[jfrunyon]

It's very interesting that both Cloudflare and Tesla have the exact same disk setup on such important systems on their corporate networks, down to the numerous strangely small partitions on MMC.

Oh, wait, neither Cloudflare nor Okta were hacked. Crappy IoT devices on their networks - quite likely isolated or untrusted - were hacked.

Frankly if these companies trusted their 'corporate networks', THAT would be the story here. But the fact that someone hacked their cameras was both posted here a few hours ago[1] and not news[2].

[1] https://news.ycombinator.com/item?id=26405056

[2] Seriously! How is "more IoT devices hacked" still a story? It's literally a continuous occurrence. Piss off.

[plugger]

> quite likely isolated or untrusted - were hacked.

I disagree. From my experience there are many big corps out there that use VLANs but don't properly secure them. And even if they did I expect pivoting from these hosts would be trivial when compared to getting in externally.

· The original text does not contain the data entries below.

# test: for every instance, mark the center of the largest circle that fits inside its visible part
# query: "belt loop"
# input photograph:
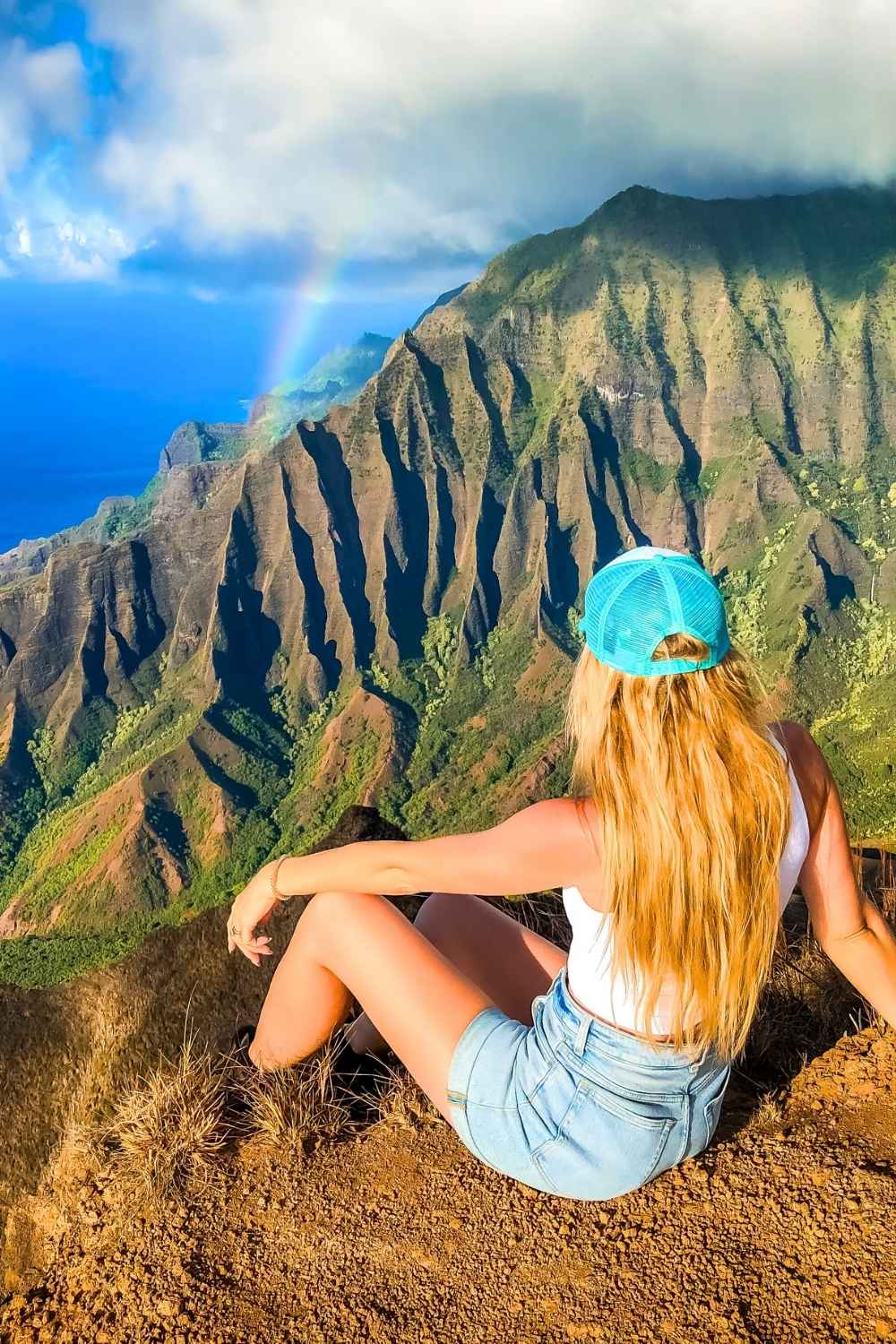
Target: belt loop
(581, 1037)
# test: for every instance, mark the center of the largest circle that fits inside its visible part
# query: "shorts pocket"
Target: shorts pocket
(605, 1147)
(711, 1113)
(707, 1109)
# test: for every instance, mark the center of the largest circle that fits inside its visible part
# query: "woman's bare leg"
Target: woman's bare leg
(511, 962)
(360, 945)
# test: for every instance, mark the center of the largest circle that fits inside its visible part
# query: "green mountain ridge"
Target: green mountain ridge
(381, 607)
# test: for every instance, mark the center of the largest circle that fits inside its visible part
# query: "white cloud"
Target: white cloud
(40, 90)
(454, 124)
(54, 244)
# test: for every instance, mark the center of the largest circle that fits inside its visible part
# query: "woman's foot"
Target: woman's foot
(244, 1038)
(358, 1074)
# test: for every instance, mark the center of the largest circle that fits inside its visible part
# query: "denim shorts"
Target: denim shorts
(575, 1107)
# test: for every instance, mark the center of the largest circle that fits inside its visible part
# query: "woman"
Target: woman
(586, 1074)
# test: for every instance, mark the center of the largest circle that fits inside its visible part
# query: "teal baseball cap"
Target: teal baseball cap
(641, 597)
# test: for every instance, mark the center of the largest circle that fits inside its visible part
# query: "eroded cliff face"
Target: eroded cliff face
(710, 375)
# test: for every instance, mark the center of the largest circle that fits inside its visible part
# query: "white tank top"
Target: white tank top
(589, 975)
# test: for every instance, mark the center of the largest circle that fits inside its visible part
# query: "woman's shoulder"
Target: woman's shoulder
(810, 768)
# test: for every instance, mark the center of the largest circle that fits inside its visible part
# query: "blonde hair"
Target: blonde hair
(694, 808)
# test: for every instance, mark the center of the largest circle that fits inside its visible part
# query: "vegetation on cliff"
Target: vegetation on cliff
(381, 607)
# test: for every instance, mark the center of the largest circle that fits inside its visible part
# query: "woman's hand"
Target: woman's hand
(252, 908)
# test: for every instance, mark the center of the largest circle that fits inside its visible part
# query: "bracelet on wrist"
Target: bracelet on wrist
(276, 892)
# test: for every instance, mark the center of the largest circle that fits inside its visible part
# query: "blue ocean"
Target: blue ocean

Finally, these cameras aren't alone. They're often integrated into a centralized controller which has to be routable by both the cameras as well as the host/hosts required to review the footage. So even IF they were properly segmented there's still most likely a path to the 'corp' VLAN.

[jfrunyon]

Cloudflare publicly states that they use a zero trust networking model. So, you can disagree with the facts all you want, but it won't change them.

BTW, the central controller for these cameras is "in the cloud". That's how they were hacked. Keep up.